The Death Knell For SOX IT Business?

Thomas Ptacek | May 24th, 2005 | Filed Under: Uncategorized

William Donaldson, chairman of the SEC, expresses concern over “excessive or duplicative effort” by management and outside auditors. An article in the Washington Post presages revisions to the PCAOB guidance regarding rules for auditors for compliance.

Uh-oh. Is this the beginning of the end of multi-million dollar SOX compliance contracts driven by auditors?

Before I continue: the SOX glossary, as I understand it:

SOX: Sarbanes-Oxley Act, sweeping new regulations about public company accounting, including:

Section 404: a required filing detailing what companies are doing to prevent misuse of financial data, and how they had that audited.

COSO: An accounting practices standard defined by the “Big 4” accounting firms; essentially, the “content” of a 404 filing.

COBIT: The IT standards defined by COSO.

PCAOB: The official body that tells auditors (and thus COSO) what to do.

If you’re an infosec person, COBIT is a huge weight around your shoulders right now. COBIT is huge, and has a tendency to spend a single sentence defining major new internal security requirements, such as COBIT P4.10 (“access to resources internally must be segregated by duty”). A good rule, but maybe a bit ambitious for a network that can’t even restrict web consultants from doing SQL queries against the finance server, and just one year ago finished erecting a firewall-based perimeter to keep teenagers from Bulgaria from doing same.

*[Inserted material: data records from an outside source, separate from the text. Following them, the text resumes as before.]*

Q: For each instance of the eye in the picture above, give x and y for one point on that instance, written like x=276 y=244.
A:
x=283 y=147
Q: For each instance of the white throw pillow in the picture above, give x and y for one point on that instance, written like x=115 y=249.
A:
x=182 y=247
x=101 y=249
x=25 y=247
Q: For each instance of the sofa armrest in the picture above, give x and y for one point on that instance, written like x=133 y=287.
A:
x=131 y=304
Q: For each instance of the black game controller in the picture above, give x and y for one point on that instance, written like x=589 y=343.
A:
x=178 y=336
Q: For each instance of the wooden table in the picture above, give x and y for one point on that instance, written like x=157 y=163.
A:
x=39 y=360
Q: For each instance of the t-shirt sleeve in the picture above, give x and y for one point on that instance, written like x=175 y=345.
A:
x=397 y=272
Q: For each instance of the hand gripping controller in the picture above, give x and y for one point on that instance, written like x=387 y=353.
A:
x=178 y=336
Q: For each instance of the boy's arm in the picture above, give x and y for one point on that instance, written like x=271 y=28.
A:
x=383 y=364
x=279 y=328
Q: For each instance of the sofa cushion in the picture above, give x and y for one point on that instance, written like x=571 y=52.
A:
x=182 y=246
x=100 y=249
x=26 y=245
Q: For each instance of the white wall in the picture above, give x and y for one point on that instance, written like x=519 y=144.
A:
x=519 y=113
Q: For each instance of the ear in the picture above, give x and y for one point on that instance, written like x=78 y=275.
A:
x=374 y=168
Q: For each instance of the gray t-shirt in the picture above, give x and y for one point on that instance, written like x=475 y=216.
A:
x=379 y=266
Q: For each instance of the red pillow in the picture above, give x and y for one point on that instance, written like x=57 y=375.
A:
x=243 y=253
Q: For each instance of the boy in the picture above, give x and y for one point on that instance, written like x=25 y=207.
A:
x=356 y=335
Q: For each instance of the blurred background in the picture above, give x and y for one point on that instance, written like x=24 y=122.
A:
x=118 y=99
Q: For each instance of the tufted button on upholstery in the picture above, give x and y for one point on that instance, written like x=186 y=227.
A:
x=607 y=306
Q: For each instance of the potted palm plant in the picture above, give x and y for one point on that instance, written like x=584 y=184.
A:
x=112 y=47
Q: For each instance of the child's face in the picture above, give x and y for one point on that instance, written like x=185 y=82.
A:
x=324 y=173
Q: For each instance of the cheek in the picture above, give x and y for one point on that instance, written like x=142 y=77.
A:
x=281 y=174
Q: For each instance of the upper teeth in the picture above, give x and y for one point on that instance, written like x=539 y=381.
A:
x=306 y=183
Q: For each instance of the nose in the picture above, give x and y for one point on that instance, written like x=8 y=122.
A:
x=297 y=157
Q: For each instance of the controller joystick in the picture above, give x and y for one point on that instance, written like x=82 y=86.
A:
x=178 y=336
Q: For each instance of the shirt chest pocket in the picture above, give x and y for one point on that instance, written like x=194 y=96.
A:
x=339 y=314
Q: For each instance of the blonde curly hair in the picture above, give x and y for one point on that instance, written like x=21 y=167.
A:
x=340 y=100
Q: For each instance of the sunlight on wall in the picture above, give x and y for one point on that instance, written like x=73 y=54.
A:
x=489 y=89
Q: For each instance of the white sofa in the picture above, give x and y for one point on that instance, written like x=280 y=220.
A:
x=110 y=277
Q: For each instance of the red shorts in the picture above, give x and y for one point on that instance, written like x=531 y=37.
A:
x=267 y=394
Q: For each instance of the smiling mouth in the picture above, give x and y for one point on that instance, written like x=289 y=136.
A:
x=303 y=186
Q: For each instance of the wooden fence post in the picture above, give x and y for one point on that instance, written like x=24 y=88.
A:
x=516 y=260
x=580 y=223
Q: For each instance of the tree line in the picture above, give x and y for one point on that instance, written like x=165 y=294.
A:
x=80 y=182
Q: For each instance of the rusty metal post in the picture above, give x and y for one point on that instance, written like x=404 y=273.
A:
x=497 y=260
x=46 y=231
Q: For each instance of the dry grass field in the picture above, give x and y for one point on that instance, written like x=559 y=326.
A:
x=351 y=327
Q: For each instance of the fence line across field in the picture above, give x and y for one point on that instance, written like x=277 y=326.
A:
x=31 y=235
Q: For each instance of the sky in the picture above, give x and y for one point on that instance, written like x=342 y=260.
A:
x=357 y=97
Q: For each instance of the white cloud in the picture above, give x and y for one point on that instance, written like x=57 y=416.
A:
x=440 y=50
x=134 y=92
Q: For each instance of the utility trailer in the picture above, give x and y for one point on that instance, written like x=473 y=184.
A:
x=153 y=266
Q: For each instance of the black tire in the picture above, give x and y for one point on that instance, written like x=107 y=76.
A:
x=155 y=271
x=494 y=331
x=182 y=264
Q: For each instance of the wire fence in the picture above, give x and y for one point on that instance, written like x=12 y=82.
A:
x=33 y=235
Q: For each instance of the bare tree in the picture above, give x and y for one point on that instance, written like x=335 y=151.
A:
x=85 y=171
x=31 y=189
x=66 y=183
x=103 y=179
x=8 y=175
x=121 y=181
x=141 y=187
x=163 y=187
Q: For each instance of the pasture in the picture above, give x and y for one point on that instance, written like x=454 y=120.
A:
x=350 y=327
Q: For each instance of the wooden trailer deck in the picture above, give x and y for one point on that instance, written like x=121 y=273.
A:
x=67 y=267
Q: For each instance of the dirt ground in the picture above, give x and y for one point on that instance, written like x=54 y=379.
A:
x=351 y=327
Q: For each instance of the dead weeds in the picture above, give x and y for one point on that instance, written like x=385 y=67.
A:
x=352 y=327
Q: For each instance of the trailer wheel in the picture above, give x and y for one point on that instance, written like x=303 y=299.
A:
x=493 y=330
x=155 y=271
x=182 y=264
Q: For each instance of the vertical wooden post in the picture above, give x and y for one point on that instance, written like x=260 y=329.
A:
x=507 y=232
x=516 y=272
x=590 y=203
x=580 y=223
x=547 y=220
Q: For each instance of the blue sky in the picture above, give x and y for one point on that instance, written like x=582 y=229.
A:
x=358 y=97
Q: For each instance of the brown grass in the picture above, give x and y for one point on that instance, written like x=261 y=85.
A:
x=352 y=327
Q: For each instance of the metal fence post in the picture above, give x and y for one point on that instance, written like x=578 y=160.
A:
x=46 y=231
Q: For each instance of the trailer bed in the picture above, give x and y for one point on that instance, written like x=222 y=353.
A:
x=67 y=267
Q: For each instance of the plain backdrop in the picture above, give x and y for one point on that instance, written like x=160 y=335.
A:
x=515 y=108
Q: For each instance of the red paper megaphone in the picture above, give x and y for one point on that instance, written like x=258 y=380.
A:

The new PCAOB guidance seems to say that companies don’t need to pay for entirely separate SOX audits, that auditors shouldn’t foist SOX “checklists” on their customers, that auditors should focus first on the most demonstrable risks of accounting fraud, and that audits should be “top-down” and start with company-level issues rather than the individual details of how an IT department encrypts and ACLs individual connections.

So, like I said, “uh-oh”. I got tipped off to this by a friend in infosec at a major company; these announcements were a big deal for him, and he read them as a rebuke to the big 4.

I don’t think it should be hard to motivate people to improve internal security, even without massive regulatory pressure. In fact, I think regulatory pressure has the inverse effect on infosec teams: “checklist” security and paperwork, distracting overburdened teams from doing real work and sapping the credibility of genuinely important initiatives like internal access control (nothing saps tech credibility quite like having your technical work dictated to you by an accountant). On the other hand, many security vendors and service groups count on SOX for a significant chunk of their revenue, and this could be painful for them.

Weird as it sounds (we ARE talking about accounting rules here), I can’t wait to see what happens next.